With the Debug enabled inside the etcd pods i see the following events.

==> [DEBUG] Probing etcd cluster
==> [DEBUG] Probe command: “etcdctl --user root:0UwbGgJ1aihto0IO --cert=/opt/bitnami/etcd/certs/client/cert.pem --key=/opt/bitnami/etcd/certs/client/key.pem --cacert=/opt/bitnami/etcd/certs/client/ca.crt endpoint health”
{“level”:“warn”,“ts”:“2021-01-21T13:32:33.493Z”,“caller”:“clientv3/retry_interceptor.go:62”,“msg”:“retrying of unary invoker failed”,“target”:“endpoint://client-411a24c0-6236-46a3-a905-08194c29782c/127.0.0.1:2379”,“attempt”:0,“error”:“rpc error: code = DeadlineExceeded desc = context deadline exceeded”}
127.0.0.1:2379 is unhealthy: failed to commit proposal: context deadline exceeded
Error: unhealthy cluster

Here is a new log that I found today that is causing the vault into a sealed state.

Can someone closely take a look and let me know your valuable thoughts?

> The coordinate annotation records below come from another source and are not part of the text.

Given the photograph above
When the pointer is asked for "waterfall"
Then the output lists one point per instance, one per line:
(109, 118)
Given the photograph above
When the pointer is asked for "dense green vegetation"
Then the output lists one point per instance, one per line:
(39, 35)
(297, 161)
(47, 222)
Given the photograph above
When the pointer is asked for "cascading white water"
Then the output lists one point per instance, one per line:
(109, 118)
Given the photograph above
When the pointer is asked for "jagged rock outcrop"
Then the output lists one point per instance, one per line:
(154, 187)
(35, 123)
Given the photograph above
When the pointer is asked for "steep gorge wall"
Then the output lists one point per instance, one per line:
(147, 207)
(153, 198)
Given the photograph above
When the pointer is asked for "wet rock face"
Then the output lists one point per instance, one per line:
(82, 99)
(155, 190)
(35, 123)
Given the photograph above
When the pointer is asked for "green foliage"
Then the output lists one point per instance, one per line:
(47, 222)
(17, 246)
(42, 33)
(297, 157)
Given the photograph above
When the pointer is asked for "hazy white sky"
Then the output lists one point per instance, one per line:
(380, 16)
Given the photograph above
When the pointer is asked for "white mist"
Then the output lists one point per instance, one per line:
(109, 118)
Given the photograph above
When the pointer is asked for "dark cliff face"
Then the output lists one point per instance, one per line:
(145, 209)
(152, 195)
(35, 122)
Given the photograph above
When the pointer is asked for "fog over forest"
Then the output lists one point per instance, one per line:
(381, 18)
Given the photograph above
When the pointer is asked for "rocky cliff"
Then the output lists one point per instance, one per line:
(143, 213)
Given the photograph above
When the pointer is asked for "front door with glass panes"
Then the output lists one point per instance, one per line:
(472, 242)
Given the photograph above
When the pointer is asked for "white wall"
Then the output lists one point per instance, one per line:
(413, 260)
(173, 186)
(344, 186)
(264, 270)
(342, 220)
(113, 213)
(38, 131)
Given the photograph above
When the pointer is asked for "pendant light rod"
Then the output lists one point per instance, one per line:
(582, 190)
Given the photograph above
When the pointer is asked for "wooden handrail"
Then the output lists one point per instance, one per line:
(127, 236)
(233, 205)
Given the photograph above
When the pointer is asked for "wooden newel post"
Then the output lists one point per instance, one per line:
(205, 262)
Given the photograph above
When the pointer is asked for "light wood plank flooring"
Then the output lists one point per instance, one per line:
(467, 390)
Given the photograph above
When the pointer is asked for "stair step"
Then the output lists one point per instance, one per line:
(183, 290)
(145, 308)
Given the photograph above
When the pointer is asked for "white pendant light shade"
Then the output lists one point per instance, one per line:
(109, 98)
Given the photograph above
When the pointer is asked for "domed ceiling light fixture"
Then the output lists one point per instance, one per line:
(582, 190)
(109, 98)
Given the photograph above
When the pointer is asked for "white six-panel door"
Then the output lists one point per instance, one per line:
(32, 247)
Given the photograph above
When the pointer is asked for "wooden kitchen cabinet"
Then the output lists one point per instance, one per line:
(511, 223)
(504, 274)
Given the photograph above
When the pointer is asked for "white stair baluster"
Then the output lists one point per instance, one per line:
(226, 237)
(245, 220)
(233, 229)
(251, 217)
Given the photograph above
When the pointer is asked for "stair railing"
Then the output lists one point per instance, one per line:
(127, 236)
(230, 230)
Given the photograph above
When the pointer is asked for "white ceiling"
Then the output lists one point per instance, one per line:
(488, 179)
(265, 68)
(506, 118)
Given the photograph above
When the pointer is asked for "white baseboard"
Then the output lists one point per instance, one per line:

2021-01-29T15:45:17.793Z [ERROR] core: key rotation periodic upgrade check failed: error=“context deadline exceeded”
{“level”:“warn”,“ts”:“2021-01-29T15:45:18.483Z”,“caller”:“clientv3/retry_interceptor.go:61”,“msg”:“retrying of unary invoker failed”,“target”:“endpoint://client-28584bac-868c-42d3-9ed6-aeeb7a8b182d/r01-etcd.vault-notls.svc.cluster.local:2379”,“attempt”:0,“error”:“rpc error: code = DeadlineExceeded desc = context deadline exceeded”}
2021-01-29T15:45:18.483Z [ERROR] core: error performing key upgrades: error=“error checking for key upgrades: context deadline exceeded”
2021-01-29T15:45:18.483Z [INFO] core: marked as sealed
{“level”:“warn”,“ts”:“2021-01-29T15:45:23.493Z”,“caller”:“clientv3/retry_interceptor.go:61”,“msg”:“retrying of unary invoker failed”,“target”:“endpoint://client-28584bac-868c-42d3-9ed6-aeeb7a8b182d/r01-etcd.vault-notls.svc.cluster.local:2379”,“attempt”:0,“error”:“rpc error: code = DeadlineExceeded desc = context deadline exceeded”}
2021-01-29T15:45:25.214Z [INFO] core: stopping cluster listeners
2021-01-29T15:45:25.214Z [INFO] core.cluster-listener: forwarding rpc listeners stopped
2021-01-29T15:45:25.489Z [INFO] core.cluster-listener: rpc listeners successfully shut down
2021-01-29T15:45:25.489Z [INFO] core: cluster listeners successfully shut down
2021-01-29T15:45:25.511Z [INFO] core: vault is sealed
2021-01-29T15:45:25.512Z [ERROR] core: key rotation periodic upgrade check failed: error=“Vault is sealed”

1 Like

were you able to resolve this issue?